Review: The Osprey Air Campaign Series

Osprey Air Campaign Rolling Thunder

There are two things in life I am seriously addicted.  One of those is collecting vinyl LP’s.  I have lots and love listening to a wide variety of them.

My other addiction is painting tiny little airplanes. I don’t know that I paint them that well, but I paint them in gobs.  I don’t do WWI, but WWII and the post-war era all the way through the Falklands pretty much has my attention. Airplanes are pretty cool, If every single one of my way too many projects were completed, I would still be painting tiny little planes.

But I don’t like to aimlessly paint planes to dogfight each other.  I like games in which there is a specific goal-a bombing mission or something like that in which there are attackers and defenders, and yes, let’s change up those objectives from time to time.  I’ve bombed missile sites in Cuba, attacked the Tirpitz and Illustrious, raided San Carlos Bay, and shot at jets over the Taiwan Strait. All involved dozens of planes, which is just the way I like it.

Osprey Air Campaign Rabaul

I’m always looking for a new airplane project or trying to learn more about old projects, and now Osprey Publishing has become my dealer of choice for new information about potential projects.

Last year they began publishing a new series called Air Campaigns.  At the present time there are seven books in print with two more titles to follow after the first of the year.  I don’t have all seven, don’t need ’em all.  There’s little point to buying a Men at Arms book on Woodland Indians if you’re really just painting French Napoleonics, right?

Osprey Air Campaign Malta

The topic of each book is a prolonged air campaign.  If you are interested in the Battle of Midway or the air attack on Taranto Harbor, you’ve come to the wrong place.  The air campaign over Malta lasted for two and half years.  Operation Rolling Thunder persisted from 1965-68.  These are just two examples, but all the remaining topics lasted weeks if not months or years.

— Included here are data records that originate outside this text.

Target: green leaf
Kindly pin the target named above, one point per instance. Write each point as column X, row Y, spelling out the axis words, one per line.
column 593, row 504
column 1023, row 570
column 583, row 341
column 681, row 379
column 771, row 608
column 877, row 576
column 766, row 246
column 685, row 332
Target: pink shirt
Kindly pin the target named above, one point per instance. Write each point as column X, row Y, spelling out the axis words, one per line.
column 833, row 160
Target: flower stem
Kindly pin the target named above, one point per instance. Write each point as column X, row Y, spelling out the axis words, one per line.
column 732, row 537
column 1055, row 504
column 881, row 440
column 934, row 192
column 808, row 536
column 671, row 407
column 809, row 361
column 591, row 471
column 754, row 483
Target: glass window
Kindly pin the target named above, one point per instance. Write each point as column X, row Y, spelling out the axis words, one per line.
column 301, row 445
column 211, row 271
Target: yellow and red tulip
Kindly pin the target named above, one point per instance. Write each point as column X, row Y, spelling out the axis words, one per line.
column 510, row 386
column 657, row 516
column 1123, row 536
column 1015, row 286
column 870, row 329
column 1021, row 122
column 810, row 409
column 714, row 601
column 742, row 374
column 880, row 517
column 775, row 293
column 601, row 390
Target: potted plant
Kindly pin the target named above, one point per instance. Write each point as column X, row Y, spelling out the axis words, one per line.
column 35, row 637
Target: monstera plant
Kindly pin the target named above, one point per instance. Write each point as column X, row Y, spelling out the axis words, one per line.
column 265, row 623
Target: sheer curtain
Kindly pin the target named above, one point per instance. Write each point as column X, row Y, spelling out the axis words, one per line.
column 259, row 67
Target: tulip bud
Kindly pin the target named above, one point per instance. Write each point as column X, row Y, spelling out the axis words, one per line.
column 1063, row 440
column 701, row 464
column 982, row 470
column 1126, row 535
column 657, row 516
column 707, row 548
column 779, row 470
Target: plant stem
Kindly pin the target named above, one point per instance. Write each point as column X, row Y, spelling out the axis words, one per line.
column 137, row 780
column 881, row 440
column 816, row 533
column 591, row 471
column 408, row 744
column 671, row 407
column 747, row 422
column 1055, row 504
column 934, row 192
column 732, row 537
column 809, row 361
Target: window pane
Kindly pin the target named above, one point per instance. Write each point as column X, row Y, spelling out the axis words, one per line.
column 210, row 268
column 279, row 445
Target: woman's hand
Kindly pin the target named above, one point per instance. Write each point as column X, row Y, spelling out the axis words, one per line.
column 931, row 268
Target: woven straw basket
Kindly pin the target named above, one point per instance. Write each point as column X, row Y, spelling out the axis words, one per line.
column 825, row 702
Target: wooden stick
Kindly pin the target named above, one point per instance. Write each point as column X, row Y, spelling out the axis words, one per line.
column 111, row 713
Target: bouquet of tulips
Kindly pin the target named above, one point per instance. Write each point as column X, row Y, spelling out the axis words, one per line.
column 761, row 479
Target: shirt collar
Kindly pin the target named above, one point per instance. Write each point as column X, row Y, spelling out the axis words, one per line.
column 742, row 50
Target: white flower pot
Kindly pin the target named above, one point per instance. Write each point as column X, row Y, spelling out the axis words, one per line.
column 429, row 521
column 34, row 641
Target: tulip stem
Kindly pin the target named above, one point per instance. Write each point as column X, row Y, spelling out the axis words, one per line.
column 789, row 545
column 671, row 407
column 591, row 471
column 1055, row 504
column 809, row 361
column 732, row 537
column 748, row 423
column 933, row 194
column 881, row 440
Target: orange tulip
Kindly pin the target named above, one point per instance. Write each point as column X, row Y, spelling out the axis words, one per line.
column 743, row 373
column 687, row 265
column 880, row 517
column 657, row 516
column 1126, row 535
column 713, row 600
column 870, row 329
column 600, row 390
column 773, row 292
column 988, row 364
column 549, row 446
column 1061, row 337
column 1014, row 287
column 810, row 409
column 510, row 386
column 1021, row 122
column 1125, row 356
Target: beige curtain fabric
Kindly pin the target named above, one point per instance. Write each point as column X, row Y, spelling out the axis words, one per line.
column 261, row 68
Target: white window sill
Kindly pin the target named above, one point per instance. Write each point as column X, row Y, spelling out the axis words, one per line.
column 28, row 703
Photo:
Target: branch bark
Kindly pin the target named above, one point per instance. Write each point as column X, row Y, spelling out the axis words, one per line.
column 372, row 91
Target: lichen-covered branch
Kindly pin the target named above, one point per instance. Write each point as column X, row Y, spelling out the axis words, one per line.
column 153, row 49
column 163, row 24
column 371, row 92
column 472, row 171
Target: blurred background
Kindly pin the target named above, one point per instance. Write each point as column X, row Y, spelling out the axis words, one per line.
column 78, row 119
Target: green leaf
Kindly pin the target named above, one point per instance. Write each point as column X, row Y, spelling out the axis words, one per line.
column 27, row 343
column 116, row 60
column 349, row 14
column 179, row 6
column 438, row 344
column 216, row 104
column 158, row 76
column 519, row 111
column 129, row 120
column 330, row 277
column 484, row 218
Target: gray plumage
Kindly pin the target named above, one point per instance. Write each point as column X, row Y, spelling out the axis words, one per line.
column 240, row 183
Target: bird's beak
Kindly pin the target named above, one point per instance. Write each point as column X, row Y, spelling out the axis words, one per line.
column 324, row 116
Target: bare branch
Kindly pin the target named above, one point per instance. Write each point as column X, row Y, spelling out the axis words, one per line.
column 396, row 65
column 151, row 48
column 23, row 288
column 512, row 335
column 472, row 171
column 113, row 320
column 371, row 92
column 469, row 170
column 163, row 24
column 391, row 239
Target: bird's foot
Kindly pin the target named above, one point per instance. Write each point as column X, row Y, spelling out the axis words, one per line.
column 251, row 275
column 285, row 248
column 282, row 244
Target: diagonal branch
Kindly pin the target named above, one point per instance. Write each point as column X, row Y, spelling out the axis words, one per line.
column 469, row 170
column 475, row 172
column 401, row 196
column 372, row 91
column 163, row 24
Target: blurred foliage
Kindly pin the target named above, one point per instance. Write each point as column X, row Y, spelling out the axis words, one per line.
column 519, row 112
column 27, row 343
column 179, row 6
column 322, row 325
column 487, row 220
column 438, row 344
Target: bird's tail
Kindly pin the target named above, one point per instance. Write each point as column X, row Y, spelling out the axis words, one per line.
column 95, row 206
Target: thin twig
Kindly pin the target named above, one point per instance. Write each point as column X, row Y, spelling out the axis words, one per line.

Osprey Air Campaign Tirpitz

Each book lays out the objectives of the campaign, the forces facing each other (in case you need your ration of airplane nerdism.) They have great maps that break down bombing raids, because there are lots of those in a campaign.  Yes it includes a few of the color plates we’ve come to expect from Osprey, but not as many you might have come to expect.  But the real value of the book comes in telling the story of the campaign and the brief analysis that follows.  Lots of period photos with solid captions.  Each book is 96 pages including references and index.

It’s a big picture look at a campaign.  They resist the temptation to focus too closely on one pilot’s anecdotal exploits, or on one air mission.  The story doesn’t bog down. New factors are introduced as part of the timeline as are the failures, successes, new players and changes in approach to the problem that must be solved.

The books sell for $24 a pop, though I usually snag mine on Amazon for $14 or so. I have each of the books pictured, and plan to pick up the book on Operation Linebacker when it is released in January.  Not coincidentally, I’ve been writing about my Malta project, it will be succeeded by a Vietnam Downtown project, with Rabaul to follow.  Dave and I have done the Tungsten attacks on the Tirpitz, and we’ll revisit them again in May at Enfilade.

If find these to be useful sources without the requirement of a huge investment in either money or time.